Covid 19 – Suburban Testing Blitz
Apologies for the longer post but this is important.
Today, we announced further action to slow of the spread of coronavirus – the Suburban Testing Blitz.
We know from the data that there are a number of known locations where active cases of community transmission is taking place and we are ramping up our interventions in these location so we don’t let these numbers get out of hand.
Keilor Downs and Broadmeadows have both been identified as two priority suburbs for blanket testing. Over the next three days, we will aim to test 50 per cent of all residents of these suburbs. That means 10,000 tests will be collected over the next three days in these suburbs alone.
Other priority suburbs (in no particular order) include: Maidstone, Albanvale, Sunshine West, Hallam, Brunswick West, Fawkner, Reservoir and Pakenham. These suburbs have been selected due to the high rates of recent community transmission, the risk of undetected coronavirus circulating in the community and the risk of outbreaks occurring that threaten Victoria’s suppression strategy. The public health team will undertake a daily assessment of new cases and their location and identify if there has been any material change that may warrant expansion of the program to further suburbs.
We are also increasing state-wide testing capacity to 25,000 tests a day to both increase testing in the other locations and maintain a baseline testing across the state to effectively monitor the spread of the virus.
This means we can identify and isolate cases and then track and trace their contacts to contain the spread of the virus. To ensure cases are quickly tracked and traced and outbreaks contained, the contact tracing team and outbreak unit that is currently over 1,000 strong, will increase by over 350 staff.

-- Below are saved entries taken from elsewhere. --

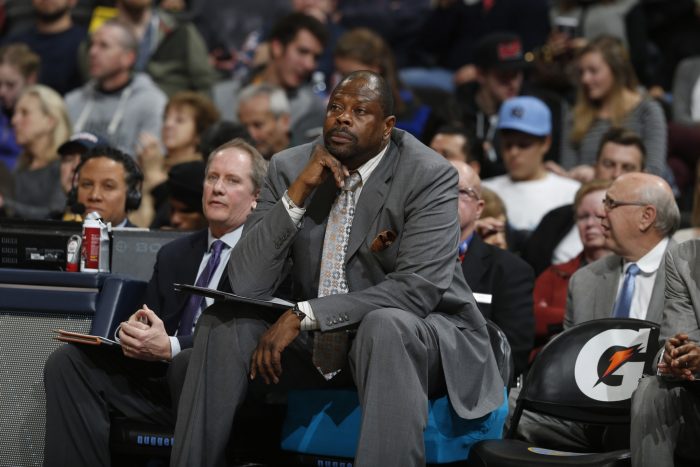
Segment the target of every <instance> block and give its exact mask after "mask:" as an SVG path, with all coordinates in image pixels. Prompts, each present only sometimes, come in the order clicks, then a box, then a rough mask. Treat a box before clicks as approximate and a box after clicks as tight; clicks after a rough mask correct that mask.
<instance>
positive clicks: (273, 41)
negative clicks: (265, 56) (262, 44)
mask: <svg viewBox="0 0 700 467" xmlns="http://www.w3.org/2000/svg"><path fill="white" fill-rule="evenodd" d="M283 54H284V44H282V43H281V42H280V41H278V40H277V39H272V40H271V41H270V55H271V58H277V57H281V56H282V55H283Z"/></svg>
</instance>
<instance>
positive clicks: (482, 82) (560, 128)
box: [456, 32, 566, 178]
mask: <svg viewBox="0 0 700 467" xmlns="http://www.w3.org/2000/svg"><path fill="white" fill-rule="evenodd" d="M474 65H475V67H476V79H475V80H472V81H471V82H469V83H466V84H464V85H462V86H460V87H458V88H457V91H456V98H457V102H458V105H459V107H460V108H461V112H462V119H463V121H464V124H465V125H466V127H467V128H468V129H469V130H470V131H471V132H472V133H474V134H475V135H476V137H477V138H478V139H479V140H481V141H482V142H483V146H484V149H483V152H484V158H483V159H484V160H483V164H482V172H481V176H482V177H484V178H485V177H494V176H497V175H502V174H503V173H505V167H504V164H503V154H502V153H501V145H500V140H499V137H498V136H499V135H498V133H497V131H496V128H497V124H498V111H499V109H500V108H501V104H503V102H505V101H506V100H507V99H510V98H512V97H515V96H519V95H534V96H536V97H538V98H539V99H540V100H542V101H543V102H545V104H547V107H549V112H550V114H551V115H552V117H551V126H552V130H551V131H550V137H551V139H552V141H551V143H550V145H549V148H548V149H547V152H546V157H545V158H546V159H547V160H551V159H554V160H558V158H559V154H560V152H561V151H560V148H561V145H562V137H561V133H562V127H563V126H564V125H563V120H564V116H565V114H566V106H565V105H564V103H563V102H562V101H561V99H559V98H558V97H557V96H555V95H554V94H552V93H547V92H542V91H540V92H537V93H535V92H534V91H533V90H531V89H528V87H527V86H526V84H525V70H526V69H527V68H529V66H530V63H529V62H528V61H527V60H525V50H524V48H523V44H522V41H521V40H520V37H519V36H517V35H515V34H513V33H509V32H496V33H493V34H489V35H487V36H484V37H483V38H482V39H481V40H480V41H479V43H478V44H477V45H476V50H475V56H474Z"/></svg>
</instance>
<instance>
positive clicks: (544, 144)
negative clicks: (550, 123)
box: [543, 135, 552, 154]
mask: <svg viewBox="0 0 700 467" xmlns="http://www.w3.org/2000/svg"><path fill="white" fill-rule="evenodd" d="M543 145H544V153H545V154H547V151H549V148H550V147H551V146H552V135H547V137H545V139H544V143H543Z"/></svg>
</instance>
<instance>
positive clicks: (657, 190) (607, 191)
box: [518, 172, 680, 451]
mask: <svg viewBox="0 0 700 467" xmlns="http://www.w3.org/2000/svg"><path fill="white" fill-rule="evenodd" d="M602 203H603V207H604V209H603V211H602V213H601V214H602V217H601V226H602V228H603V234H604V235H605V246H606V247H607V248H608V249H610V250H611V251H612V252H613V254H612V255H609V256H605V257H603V258H601V259H599V260H597V261H594V262H592V263H591V264H589V265H587V266H586V267H584V268H581V269H579V270H578V271H577V272H576V273H575V274H574V275H573V276H572V277H571V280H570V281H569V294H568V297H567V302H566V314H565V316H564V329H568V328H570V327H572V326H575V325H577V324H580V323H583V322H585V321H590V320H594V319H602V318H635V319H645V320H648V321H652V322H655V323H660V322H661V317H662V311H663V308H664V284H665V280H666V274H665V271H664V268H663V264H662V260H663V258H664V254H665V253H666V251H667V250H668V248H669V247H671V246H672V245H673V244H675V242H674V241H673V240H671V235H673V233H674V232H675V230H676V229H677V228H678V225H679V223H680V213H679V210H678V206H677V205H676V200H675V199H674V197H673V192H672V191H671V187H669V186H668V183H666V182H665V181H664V180H663V179H662V178H661V177H658V176H656V175H651V174H646V173H641V172H635V173H628V174H624V175H621V176H620V177H618V178H617V179H615V181H614V182H613V183H612V185H610V188H608V190H607V191H606V193H605V197H604V198H603V200H602ZM602 428H603V429H601V427H594V426H590V425H585V424H580V423H573V422H565V421H563V420H561V419H554V418H551V417H546V416H541V415H536V414H532V413H530V412H525V413H524V414H523V417H522V419H521V421H520V424H519V425H518V436H519V437H521V438H523V439H526V440H527V441H529V442H532V443H535V444H538V443H540V442H542V441H543V440H546V441H547V445H548V446H550V447H555V446H556V448H558V449H565V450H572V451H585V450H591V449H592V450H613V449H624V448H626V447H628V446H629V427H624V426H623V427H620V429H619V430H610V429H609V428H608V429H605V427H602Z"/></svg>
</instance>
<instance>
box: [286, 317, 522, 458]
mask: <svg viewBox="0 0 700 467" xmlns="http://www.w3.org/2000/svg"><path fill="white" fill-rule="evenodd" d="M488 330H489V337H490V339H491V346H492V348H493V351H494V355H495V356H496V361H497V363H498V368H499V370H500V372H501V376H502V377H503V380H504V381H506V382H510V381H511V379H512V372H513V364H512V357H511V351H510V345H509V344H508V340H507V339H506V336H505V334H503V331H501V330H500V329H499V328H498V326H496V325H495V324H493V323H491V322H488ZM429 404H430V407H429V411H428V425H427V427H426V429H425V433H424V440H425V453H426V461H427V462H428V464H451V463H455V462H463V461H464V460H465V459H467V457H468V456H469V450H470V449H471V447H472V445H474V444H475V443H476V442H478V441H481V440H484V439H498V438H501V436H502V433H503V425H504V423H505V420H506V417H507V414H508V394H507V387H504V402H503V404H502V405H501V406H500V407H499V408H498V409H496V410H495V411H493V412H491V413H490V414H488V415H486V416H484V417H482V418H479V419H476V420H464V419H461V418H459V417H458V416H457V414H456V413H455V412H454V410H452V407H451V405H450V401H449V399H448V397H447V396H443V397H441V398H438V399H432V400H430V401H429ZM360 418H361V414H360V406H359V402H358V398H357V391H355V390H352V389H320V390H294V391H290V393H289V396H288V400H287V416H286V418H285V422H284V425H283V427H282V441H281V447H282V449H283V450H284V451H285V452H286V455H285V456H284V458H286V459H287V462H288V463H289V464H290V465H291V464H296V465H309V466H314V467H326V466H327V467H351V466H352V459H353V457H354V456H355V449H356V446H357V441H358V436H359V432H360Z"/></svg>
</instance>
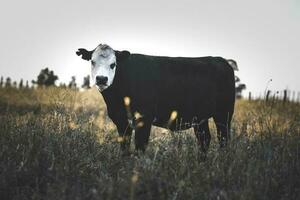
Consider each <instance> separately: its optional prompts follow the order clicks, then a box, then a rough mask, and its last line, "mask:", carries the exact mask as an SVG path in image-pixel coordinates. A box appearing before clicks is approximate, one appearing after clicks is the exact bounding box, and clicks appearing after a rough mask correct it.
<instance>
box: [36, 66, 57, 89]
mask: <svg viewBox="0 0 300 200" xmlns="http://www.w3.org/2000/svg"><path fill="white" fill-rule="evenodd" d="M57 80H58V76H56V75H55V74H54V72H53V71H52V70H51V71H50V70H49V69H48V68H45V69H42V70H41V72H40V74H39V75H38V77H37V80H36V81H35V80H33V81H32V83H33V84H37V85H38V86H46V87H48V86H54V85H55V81H57Z"/></svg>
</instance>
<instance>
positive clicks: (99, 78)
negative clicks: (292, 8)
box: [91, 44, 117, 92]
mask: <svg viewBox="0 0 300 200" xmlns="http://www.w3.org/2000/svg"><path fill="white" fill-rule="evenodd" d="M91 63H92V82H93V83H94V84H95V85H96V86H97V88H98V89H99V90H100V92H102V91H103V90H105V89H107V88H108V87H109V86H110V85H111V84H112V83H113V81H114V77H115V73H116V66H117V60H116V55H115V51H114V50H113V49H112V48H111V47H110V46H108V45H106V44H100V45H99V46H98V47H97V48H96V49H95V50H94V52H93V54H92V57H91Z"/></svg>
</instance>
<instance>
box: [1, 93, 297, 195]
mask: <svg viewBox="0 0 300 200" xmlns="http://www.w3.org/2000/svg"><path fill="white" fill-rule="evenodd" d="M210 127H211V132H212V144H211V147H210V149H209V152H208V157H207V159H206V160H205V161H203V160H202V159H201V156H199V155H200V153H199V151H198V147H197V142H196V139H195V137H194V135H193V132H192V131H185V132H180V131H179V132H175V133H171V132H169V131H167V130H165V129H159V128H157V127H154V128H153V129H152V134H151V140H150V144H149V146H148V149H147V151H146V153H145V154H143V155H139V156H134V155H132V156H129V157H122V156H121V155H120V152H119V144H118V137H117V136H118V134H117V132H116V129H115V126H114V125H113V124H112V123H111V121H110V120H109V118H108V117H107V115H106V111H105V104H104V103H103V100H102V98H101V95H100V94H99V93H98V92H97V91H96V90H94V89H91V90H88V91H84V92H78V91H77V92H76V91H70V90H64V89H59V88H49V89H38V90H17V89H13V88H11V89H5V88H1V89H0V199H3V200H5V199H53V200H54V199H143V200H146V199H171V200H175V199H230V200H231V199H300V149H299V147H300V104H299V103H298V104H297V103H289V102H287V103H285V104H283V102H281V101H277V102H272V101H270V102H268V103H266V102H263V101H251V102H249V101H245V100H239V101H237V103H236V111H235V115H234V120H233V127H232V139H231V142H230V143H229V145H228V146H227V147H226V148H225V149H219V148H218V143H217V139H216V132H215V127H214V126H213V124H211V126H210Z"/></svg>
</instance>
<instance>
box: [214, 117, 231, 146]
mask: <svg viewBox="0 0 300 200" xmlns="http://www.w3.org/2000/svg"><path fill="white" fill-rule="evenodd" d="M213 118H214V121H215V124H216V126H217V136H218V140H219V143H220V147H224V146H226V144H227V143H228V140H229V139H230V124H231V118H232V113H231V112H223V113H221V114H216V115H215V116H214V117H213Z"/></svg>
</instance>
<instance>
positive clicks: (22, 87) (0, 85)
mask: <svg viewBox="0 0 300 200" xmlns="http://www.w3.org/2000/svg"><path fill="white" fill-rule="evenodd" d="M58 79H59V78H58V76H57V75H55V73H54V72H53V70H50V69H48V68H45V69H42V70H41V71H40V73H39V74H38V76H37V78H36V80H32V81H31V83H32V84H31V86H29V81H26V83H25V84H24V81H23V79H21V80H20V82H19V83H17V81H12V79H11V78H10V77H7V78H6V80H5V81H4V78H3V76H1V79H0V87H1V88H2V87H5V88H19V89H22V88H27V89H29V88H34V87H35V86H36V87H38V88H42V87H50V86H56V81H58ZM59 87H62V88H70V89H79V87H78V85H77V83H76V77H75V76H72V77H71V80H70V82H69V83H68V84H65V83H60V84H59ZM81 88H83V89H89V88H91V86H90V76H89V75H88V76H86V77H84V78H83V84H82V86H81Z"/></svg>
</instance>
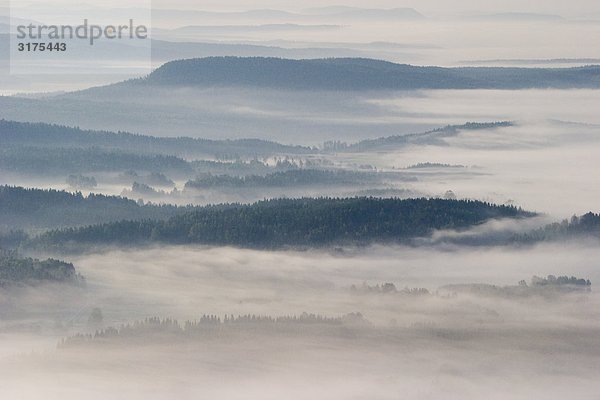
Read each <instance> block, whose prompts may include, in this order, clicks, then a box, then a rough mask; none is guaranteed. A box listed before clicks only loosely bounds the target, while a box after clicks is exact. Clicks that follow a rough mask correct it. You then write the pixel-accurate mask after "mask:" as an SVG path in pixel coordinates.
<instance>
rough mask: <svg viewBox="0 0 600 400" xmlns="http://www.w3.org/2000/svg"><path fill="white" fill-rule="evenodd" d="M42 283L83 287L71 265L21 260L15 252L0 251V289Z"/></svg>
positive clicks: (25, 258) (53, 260)
mask: <svg viewBox="0 0 600 400" xmlns="http://www.w3.org/2000/svg"><path fill="white" fill-rule="evenodd" d="M43 282H56V283H69V284H76V285H83V284H84V283H85V279H84V278H83V277H82V276H81V275H79V274H78V273H77V271H76V270H75V267H74V266H73V264H71V263H67V262H64V261H59V260H55V259H51V258H49V259H47V260H42V261H40V260H38V259H33V258H23V257H20V256H18V255H17V254H16V253H15V252H12V251H7V250H2V249H0V288H2V287H7V286H14V285H24V284H27V285H36V284H39V283H43Z"/></svg>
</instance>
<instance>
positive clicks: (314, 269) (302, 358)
mask: <svg viewBox="0 0 600 400" xmlns="http://www.w3.org/2000/svg"><path fill="white" fill-rule="evenodd" d="M597 253H598V250H597V248H596V246H592V247H586V246H582V245H581V244H570V245H559V246H556V245H552V246H547V245H543V246H539V247H535V248H528V249H471V250H465V249H459V248H438V249H426V250H425V249H414V248H412V249H411V248H403V247H379V246H375V247H371V248H368V249H364V250H361V251H358V250H354V249H348V250H343V251H342V250H341V249H340V250H337V251H335V252H327V251H326V252H322V251H317V252H314V251H311V252H296V251H289V252H275V253H272V252H264V251H255V250H239V249H233V248H197V247H194V248H190V247H161V248H150V249H144V250H125V251H124V250H110V251H106V252H101V253H96V254H90V255H82V256H78V257H74V258H72V261H73V262H74V263H75V264H76V265H77V266H78V270H79V271H80V272H81V273H82V274H84V275H85V276H86V278H87V281H88V284H87V287H86V288H85V290H82V289H76V290H73V291H66V292H62V293H60V294H59V295H57V294H55V296H56V297H62V299H61V300H59V299H58V298H55V299H54V301H56V302H57V303H59V304H60V305H59V306H58V307H57V304H56V303H51V302H49V301H48V299H47V298H46V296H47V295H48V294H47V293H45V292H43V291H42V292H35V293H32V292H31V291H27V290H23V291H22V292H21V293H15V294H14V295H15V297H14V299H18V300H19V302H18V303H19V304H12V305H11V304H10V303H7V302H6V298H4V299H3V310H5V311H7V310H11V308H13V307H14V308H16V309H18V308H20V310H18V311H20V312H24V311H25V310H24V308H26V309H27V314H28V318H27V319H26V320H25V321H23V320H16V321H14V320H13V319H12V318H11V317H8V318H6V317H5V318H3V333H2V337H3V342H4V343H11V345H12V346H13V347H12V350H11V351H8V350H7V349H4V350H3V354H2V356H1V357H2V363H3V364H4V365H7V366H8V365H10V366H11V367H10V370H7V371H6V373H4V374H3V377H2V378H1V379H2V393H3V395H7V396H9V397H10V396H18V397H19V398H24V399H29V398H37V394H38V393H39V390H43V391H44V392H45V393H50V394H51V395H50V398H78V397H79V396H80V395H81V394H82V393H87V392H88V391H89V390H90V388H98V389H97V390H98V391H99V392H98V393H100V391H101V393H102V396H110V397H111V398H135V399H137V398H140V399H141V398H153V399H154V398H164V397H165V396H173V395H175V396H179V397H184V398H188V397H193V396H196V395H210V396H212V397H215V398H246V397H247V396H260V397H266V398H279V397H281V396H286V397H291V398H303V397H304V396H307V395H310V396H316V397H319V398H321V397H327V398H348V397H351V398H382V399H385V398H395V397H396V395H397V393H399V392H401V393H405V394H406V395H408V396H411V397H413V396H414V397H415V398H437V397H439V396H445V395H446V394H447V393H448V391H450V393H451V394H452V395H451V397H454V396H456V398H459V397H461V398H464V397H472V398H478V397H481V396H486V397H487V396H491V398H502V397H503V396H504V395H502V394H501V392H505V393H506V392H507V391H511V393H515V397H514V398H526V397H528V396H535V397H538V396H544V397H548V398H560V396H564V395H565V394H566V393H567V392H564V391H562V390H563V389H562V388H564V387H567V386H570V388H569V393H570V394H572V395H577V396H584V397H585V396H588V395H590V394H592V393H595V392H596V391H597V390H598V386H597V380H596V379H595V376H594V371H595V369H596V368H597V367H598V358H597V357H598V354H597V346H598V339H597V335H596V332H597V330H598V322H597V319H598V315H597V312H596V311H595V310H597V308H598V307H597V302H598V301H599V300H598V298H597V294H594V292H587V291H585V290H584V291H580V290H575V291H563V290H561V289H559V288H556V289H553V288H550V287H546V288H543V287H538V289H536V288H535V287H534V286H531V287H530V288H527V289H525V290H524V291H519V290H514V289H513V290H514V291H511V290H509V289H506V291H505V292H503V291H499V290H495V289H494V288H485V287H484V288H481V287H476V286H474V288H468V287H460V286H451V285H456V284H460V283H484V282H486V283H488V284H493V285H497V286H496V287H504V286H510V287H512V288H518V286H516V285H517V282H518V281H520V280H522V279H525V280H527V281H529V279H530V278H531V276H534V275H540V274H554V275H555V276H560V275H563V274H569V275H571V274H574V275H581V276H588V277H590V278H591V279H592V280H593V281H597V278H598V272H597V271H596V268H595V265H592V264H591V263H590V261H589V260H592V259H595V258H597V257H598V254H597ZM524 259H525V260H527V262H525V263H524V262H523V260H524ZM384 282H387V283H393V284H394V286H395V287H394V288H393V289H391V288H390V287H386V288H384V287H383V286H380V285H382V284H383V283H384ZM449 285H450V286H449ZM388 286H389V284H388ZM405 288H408V289H405ZM415 288H422V289H421V290H420V291H416V290H415ZM410 289H412V290H410ZM424 289H425V290H424ZM521 289H522V288H521ZM528 291H530V293H528ZM11 306H12V307H11ZM92 307H99V308H101V310H102V315H103V316H104V319H103V321H102V322H101V323H100V325H102V326H117V327H118V326H121V324H126V323H129V322H131V321H134V320H144V318H148V317H149V316H160V317H162V318H166V317H171V318H176V319H177V321H178V323H179V324H181V325H182V326H183V323H184V321H186V320H200V318H201V316H202V315H204V314H206V315H216V316H219V318H223V316H225V315H230V314H231V315H235V316H236V317H237V316H238V315H242V316H245V315H255V316H257V317H258V316H262V317H266V316H273V317H285V316H291V315H297V316H300V317H301V316H302V313H304V312H308V313H315V314H316V315H322V316H331V317H343V316H345V317H344V318H342V321H343V322H340V321H317V322H315V321H311V320H310V317H309V316H307V317H304V318H305V320H304V321H302V320H299V321H295V322H285V321H283V322H281V321H280V322H276V323H275V322H271V321H266V322H265V321H263V322H260V321H258V320H257V321H237V322H225V323H222V322H220V323H219V325H220V326H217V327H215V323H214V322H202V320H201V322H200V326H199V327H196V328H190V327H188V328H187V330H186V331H181V332H180V331H179V329H182V328H174V327H173V326H167V327H166V328H165V327H164V326H163V327H161V326H160V325H158V323H157V322H152V321H150V322H149V323H148V322H147V323H146V325H145V326H138V327H137V328H135V329H134V328H130V329H132V331H131V332H130V333H129V334H125V336H123V337H119V336H117V337H111V336H107V337H106V338H102V337H100V338H96V339H94V341H91V342H78V341H75V340H72V343H71V342H66V343H65V344H64V345H61V346H59V348H58V349H56V345H57V342H58V341H59V340H60V338H61V337H63V336H68V335H69V334H73V333H74V332H90V331H93V330H94V329H98V328H99V326H98V324H96V325H95V324H93V323H91V322H89V321H88V320H87V315H85V317H86V318H81V316H80V314H81V313H85V312H87V310H89V309H90V308H92ZM34 310H35V311H34ZM16 311H17V310H15V311H14V312H16ZM354 313H360V316H352V315H354ZM9 315H10V314H9ZM14 315H15V314H13V318H14ZM348 315H350V316H348ZM301 318H302V317H301ZM164 324H165V325H166V322H164ZM202 324H205V325H206V326H205V327H202ZM26 327H28V328H29V329H30V332H29V333H24V334H20V335H19V336H18V338H17V335H16V333H15V332H16V331H19V329H20V330H24V329H25V328H26ZM194 329H196V330H194ZM32 351H33V352H32ZM19 354H20V355H19ZM132 363H133V364H135V365H137V366H138V367H136V368H131V364H132ZM524 376H527V379H524ZM152 377H156V378H152ZM31 380H35V381H36V385H35V388H34V387H29V386H28V385H27V384H26V382H28V381H31ZM65 380H66V382H65ZM232 381H236V382H238V384H237V385H235V386H231V385H226V386H221V387H219V385H215V383H216V382H223V383H224V382H232ZM106 382H111V385H110V386H111V387H110V388H107V387H106V386H105V384H106ZM550 382H551V383H550ZM265 385H268V389H265ZM316 387H318V388H319V389H318V390H317V389H316ZM557 387H558V390H557V389H556V388H557ZM100 388H102V389H100ZM490 390H494V391H495V392H494V393H495V394H494V393H490ZM565 390H566V389H565ZM496 391H497V392H496ZM325 393H327V395H325ZM98 396H100V394H98ZM496 396H497V397H496ZM92 398H94V395H92Z"/></svg>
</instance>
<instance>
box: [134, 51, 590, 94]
mask: <svg viewBox="0 0 600 400" xmlns="http://www.w3.org/2000/svg"><path fill="white" fill-rule="evenodd" d="M130 83H133V84H138V85H158V86H165V85H167V86H195V87H235V86H242V87H265V88H275V89H289V90H337V91H343V90H418V89H531V88H598V87H600V66H586V67H577V68H501V67H461V68H445V67H432V66H414V65H407V64H395V63H392V62H387V61H381V60H374V59H366V58H330V59H306V60H290V59H280V58H266V57H207V58H197V59H186V60H177V61H171V62H168V63H166V64H164V65H162V66H161V67H160V68H158V69H156V70H155V71H154V72H152V73H151V74H150V75H148V76H147V77H146V78H143V79H139V80H134V81H131V82H130Z"/></svg>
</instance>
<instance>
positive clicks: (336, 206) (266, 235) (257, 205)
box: [30, 197, 535, 248]
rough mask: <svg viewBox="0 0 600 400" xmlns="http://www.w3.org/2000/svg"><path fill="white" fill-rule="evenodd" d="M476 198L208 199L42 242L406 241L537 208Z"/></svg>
mask: <svg viewBox="0 0 600 400" xmlns="http://www.w3.org/2000/svg"><path fill="white" fill-rule="evenodd" d="M534 215H535V214H534V213H531V212H526V211H523V210H521V209H518V208H516V207H512V206H499V205H492V204H489V203H484V202H480V201H471V200H443V199H425V198H421V199H408V200H400V199H378V198H366V197H363V198H360V197H357V198H344V199H339V198H304V199H278V200H265V201H260V202H257V203H254V204H250V205H241V204H226V205H218V206H208V207H203V208H200V209H198V210H196V211H193V212H189V213H185V214H182V215H177V216H174V217H172V218H170V219H168V220H166V221H150V220H144V221H121V222H113V223H107V224H100V225H93V226H88V227H81V228H67V229H63V230H55V231H51V232H47V233H44V234H42V235H40V236H38V237H37V238H35V239H33V240H32V242H31V243H30V245H32V246H35V247H39V248H52V247H56V246H58V247H60V246H61V245H64V244H67V243H71V244H75V243H77V244H78V245H82V244H88V245H100V244H119V245H133V244H140V243H151V242H154V243H170V244H185V243H196V244H207V245H231V246H240V247H250V248H281V247H286V246H316V247H319V246H329V245H334V244H369V243H375V242H401V241H403V240H407V239H411V238H415V237H420V236H427V235H430V234H431V233H432V232H433V231H434V230H437V229H465V228H469V227H472V226H474V225H477V224H481V223H483V222H485V221H488V220H490V219H493V218H526V217H531V216H534Z"/></svg>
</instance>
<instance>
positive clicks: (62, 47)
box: [9, 0, 152, 75]
mask: <svg viewBox="0 0 600 400" xmlns="http://www.w3.org/2000/svg"><path fill="white" fill-rule="evenodd" d="M119 4H121V5H119ZM122 4H123V3H122V2H121V3H118V2H116V1H115V2H111V1H103V2H100V3H96V4H90V3H83V2H81V1H75V0H33V1H30V0H26V1H23V0H11V1H10V7H9V12H10V25H9V35H10V73H11V74H25V75H33V74H119V75H124V74H125V75H141V74H145V73H148V72H150V71H151V69H152V41H151V22H152V5H151V0H128V2H127V6H126V8H125V6H123V5H122Z"/></svg>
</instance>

We are not announcing a further lockdown for these suburbs today. However, if after this Suburban Testing Blitz the Chief Health Officer remains concerned and community transmission continues to rise, we will have no choice but to consider that as a course of action.
Remember, just because you don’t live in one of these suburbs or live in regional Victoria, does not mean you can pretend this is over. Unlike some other states, Victoria is compact, and we see high levels of movement across the state with people going about their daily lives. While rates of transmission are low in Victoria generally. We’re not out of the woods yet, and we must remain vigilant.
As the Premier has said, what we do now will determine what comes next. This isn’t easy. It’s up to all of us to make this work.